Daha kar yağmaya başlamadan okulların tatil edildiği bir pazartesi sabahında, bembeyaz ve büyüleyici bir manzaraya uyanacağımızı zannederken, çok üzücü bir habere uyandık. Kahramanmaraş’ın Pazarcık ilçesinde meydana gelen ve on ili etkileyen deprem, enkaz altında kalanlar, yıkılan hastaneler, çöken binalar, yarılmış uçak pistleri, 200’ü geçen ve her an yükselen can kaybı, sayısız yaralı hepimizi üzüntüye boğdu. Sabah çok sevdiğim bir ilkokul arkadaşımın o anda Elazığ’da olduğunu, depremin korkutucu olduğunu ama kendisinin iyi olduğunu, sağ salim atlattığını öğrendim. Ancak bu depremde bazı tanıdıklarımın Hatay ve Malatya’daki tanıdıklarından haber alamadıklarını, bazılarından enkaz altında oldukları ve kurtarılmayı bekledikleri haberlerini aldım. Tüm depremzedelerin sağ salim kurtarılmasını umuyor, ailelerine güç diliyorum.

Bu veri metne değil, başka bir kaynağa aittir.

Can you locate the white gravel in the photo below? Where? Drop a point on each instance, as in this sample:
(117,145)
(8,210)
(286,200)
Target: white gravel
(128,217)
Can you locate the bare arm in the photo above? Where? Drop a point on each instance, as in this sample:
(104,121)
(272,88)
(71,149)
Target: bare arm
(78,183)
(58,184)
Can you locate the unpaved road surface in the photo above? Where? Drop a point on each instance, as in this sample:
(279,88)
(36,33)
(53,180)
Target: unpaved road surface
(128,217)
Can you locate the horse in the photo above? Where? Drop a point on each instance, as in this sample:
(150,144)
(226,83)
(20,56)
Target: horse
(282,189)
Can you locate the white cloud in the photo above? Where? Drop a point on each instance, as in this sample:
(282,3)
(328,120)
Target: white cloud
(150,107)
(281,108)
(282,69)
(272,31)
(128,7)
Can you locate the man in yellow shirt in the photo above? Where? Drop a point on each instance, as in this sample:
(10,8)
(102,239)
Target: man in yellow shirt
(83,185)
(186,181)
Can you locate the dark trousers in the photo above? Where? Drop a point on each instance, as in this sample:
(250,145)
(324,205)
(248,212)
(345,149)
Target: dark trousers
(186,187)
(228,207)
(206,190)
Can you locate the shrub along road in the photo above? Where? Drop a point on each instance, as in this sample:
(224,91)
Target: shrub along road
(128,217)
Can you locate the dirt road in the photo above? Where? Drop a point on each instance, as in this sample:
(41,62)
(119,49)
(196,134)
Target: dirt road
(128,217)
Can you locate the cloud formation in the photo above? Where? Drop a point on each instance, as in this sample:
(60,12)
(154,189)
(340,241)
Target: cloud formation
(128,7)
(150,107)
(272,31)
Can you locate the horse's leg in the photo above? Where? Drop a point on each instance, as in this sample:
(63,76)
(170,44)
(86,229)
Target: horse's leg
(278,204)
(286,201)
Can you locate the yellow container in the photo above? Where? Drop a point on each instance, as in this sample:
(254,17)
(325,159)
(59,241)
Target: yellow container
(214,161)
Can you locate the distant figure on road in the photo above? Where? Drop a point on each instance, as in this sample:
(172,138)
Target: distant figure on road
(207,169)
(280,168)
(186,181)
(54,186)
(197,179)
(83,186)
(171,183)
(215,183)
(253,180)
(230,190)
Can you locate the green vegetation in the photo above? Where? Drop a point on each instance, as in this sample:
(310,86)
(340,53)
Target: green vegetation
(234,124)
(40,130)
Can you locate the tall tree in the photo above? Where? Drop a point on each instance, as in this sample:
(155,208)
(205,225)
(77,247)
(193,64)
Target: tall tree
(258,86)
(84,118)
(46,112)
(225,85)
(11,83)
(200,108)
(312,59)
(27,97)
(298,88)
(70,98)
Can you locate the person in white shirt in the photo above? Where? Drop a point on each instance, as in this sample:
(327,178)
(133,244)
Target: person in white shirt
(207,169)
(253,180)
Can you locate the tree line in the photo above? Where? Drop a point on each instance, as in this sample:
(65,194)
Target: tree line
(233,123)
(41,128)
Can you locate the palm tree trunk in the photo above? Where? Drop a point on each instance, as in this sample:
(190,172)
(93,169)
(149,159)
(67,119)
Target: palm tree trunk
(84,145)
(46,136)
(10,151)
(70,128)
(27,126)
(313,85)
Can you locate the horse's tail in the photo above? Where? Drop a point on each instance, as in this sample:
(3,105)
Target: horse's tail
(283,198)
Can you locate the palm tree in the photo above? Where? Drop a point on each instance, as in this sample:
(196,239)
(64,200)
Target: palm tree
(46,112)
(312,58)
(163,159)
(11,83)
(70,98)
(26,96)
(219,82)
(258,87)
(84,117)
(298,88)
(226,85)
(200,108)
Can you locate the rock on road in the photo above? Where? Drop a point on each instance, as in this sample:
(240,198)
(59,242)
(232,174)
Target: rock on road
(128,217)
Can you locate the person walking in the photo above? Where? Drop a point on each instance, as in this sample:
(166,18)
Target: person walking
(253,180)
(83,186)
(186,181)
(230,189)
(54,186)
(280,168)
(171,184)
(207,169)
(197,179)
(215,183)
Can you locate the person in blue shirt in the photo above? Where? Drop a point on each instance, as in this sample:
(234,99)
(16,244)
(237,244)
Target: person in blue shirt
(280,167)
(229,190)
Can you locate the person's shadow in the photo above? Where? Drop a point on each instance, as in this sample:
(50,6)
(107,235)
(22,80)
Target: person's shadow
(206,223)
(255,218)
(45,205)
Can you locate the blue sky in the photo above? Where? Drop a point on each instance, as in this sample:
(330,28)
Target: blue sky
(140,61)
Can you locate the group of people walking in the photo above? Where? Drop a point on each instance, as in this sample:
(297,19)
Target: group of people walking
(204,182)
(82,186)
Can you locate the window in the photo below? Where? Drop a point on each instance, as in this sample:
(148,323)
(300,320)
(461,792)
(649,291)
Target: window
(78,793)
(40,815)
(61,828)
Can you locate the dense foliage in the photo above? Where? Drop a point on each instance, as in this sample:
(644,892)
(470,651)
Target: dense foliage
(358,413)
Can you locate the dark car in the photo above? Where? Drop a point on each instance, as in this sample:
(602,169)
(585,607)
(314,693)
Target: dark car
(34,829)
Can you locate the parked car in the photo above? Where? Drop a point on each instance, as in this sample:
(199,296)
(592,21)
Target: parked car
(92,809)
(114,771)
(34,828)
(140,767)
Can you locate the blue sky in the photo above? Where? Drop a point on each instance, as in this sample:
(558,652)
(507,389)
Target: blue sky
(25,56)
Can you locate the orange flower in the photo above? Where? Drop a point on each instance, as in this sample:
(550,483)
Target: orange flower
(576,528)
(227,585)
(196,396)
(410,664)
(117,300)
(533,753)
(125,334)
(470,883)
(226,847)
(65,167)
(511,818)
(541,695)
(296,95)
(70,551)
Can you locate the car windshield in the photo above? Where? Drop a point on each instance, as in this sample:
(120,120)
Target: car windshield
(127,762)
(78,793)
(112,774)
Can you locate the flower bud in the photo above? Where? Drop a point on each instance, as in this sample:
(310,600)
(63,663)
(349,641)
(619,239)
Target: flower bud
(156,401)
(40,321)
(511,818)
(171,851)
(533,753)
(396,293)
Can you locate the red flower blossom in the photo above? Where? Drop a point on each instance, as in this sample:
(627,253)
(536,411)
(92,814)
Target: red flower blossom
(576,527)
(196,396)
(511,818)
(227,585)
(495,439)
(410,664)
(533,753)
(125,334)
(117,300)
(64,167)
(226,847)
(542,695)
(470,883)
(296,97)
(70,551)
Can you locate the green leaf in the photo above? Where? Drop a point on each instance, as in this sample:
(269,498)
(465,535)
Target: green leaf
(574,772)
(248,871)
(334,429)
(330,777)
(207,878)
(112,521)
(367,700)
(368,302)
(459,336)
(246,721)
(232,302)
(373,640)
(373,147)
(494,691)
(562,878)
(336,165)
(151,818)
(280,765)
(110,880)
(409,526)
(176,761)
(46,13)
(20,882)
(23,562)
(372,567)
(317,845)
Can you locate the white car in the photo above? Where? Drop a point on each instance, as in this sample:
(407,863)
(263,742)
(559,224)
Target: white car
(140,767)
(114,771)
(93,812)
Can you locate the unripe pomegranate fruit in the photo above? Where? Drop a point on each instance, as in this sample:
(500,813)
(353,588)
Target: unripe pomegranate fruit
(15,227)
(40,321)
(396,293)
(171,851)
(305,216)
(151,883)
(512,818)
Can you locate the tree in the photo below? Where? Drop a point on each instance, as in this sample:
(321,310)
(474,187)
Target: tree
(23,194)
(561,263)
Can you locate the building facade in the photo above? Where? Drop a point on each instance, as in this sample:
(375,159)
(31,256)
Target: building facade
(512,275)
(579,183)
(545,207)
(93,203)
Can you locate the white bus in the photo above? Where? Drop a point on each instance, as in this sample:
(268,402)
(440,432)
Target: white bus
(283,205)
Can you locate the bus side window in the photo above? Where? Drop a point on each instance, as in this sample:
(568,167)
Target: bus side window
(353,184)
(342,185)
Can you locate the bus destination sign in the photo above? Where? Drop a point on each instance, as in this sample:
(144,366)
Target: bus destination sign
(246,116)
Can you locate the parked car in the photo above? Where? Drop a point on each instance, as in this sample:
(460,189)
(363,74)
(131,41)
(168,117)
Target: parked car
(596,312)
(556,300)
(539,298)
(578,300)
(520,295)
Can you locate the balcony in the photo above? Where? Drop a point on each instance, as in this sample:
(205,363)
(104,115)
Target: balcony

Deprem sonrası telefonlara sarılarak hatları kilitlememek, ses duymak istiyorsak da telefon konuşmalarını çok kısa tutmak çok önemli. Bugünlerde sms veya internet çekiyorsa whatsapp yoluyla mesajlaşmak daha doğru. Telefon hatlarını yoğunlaştırmak, kilitlemek, gerçekten acil durumlarda ulaşmak isteyenleri tehlikeye sokuyor.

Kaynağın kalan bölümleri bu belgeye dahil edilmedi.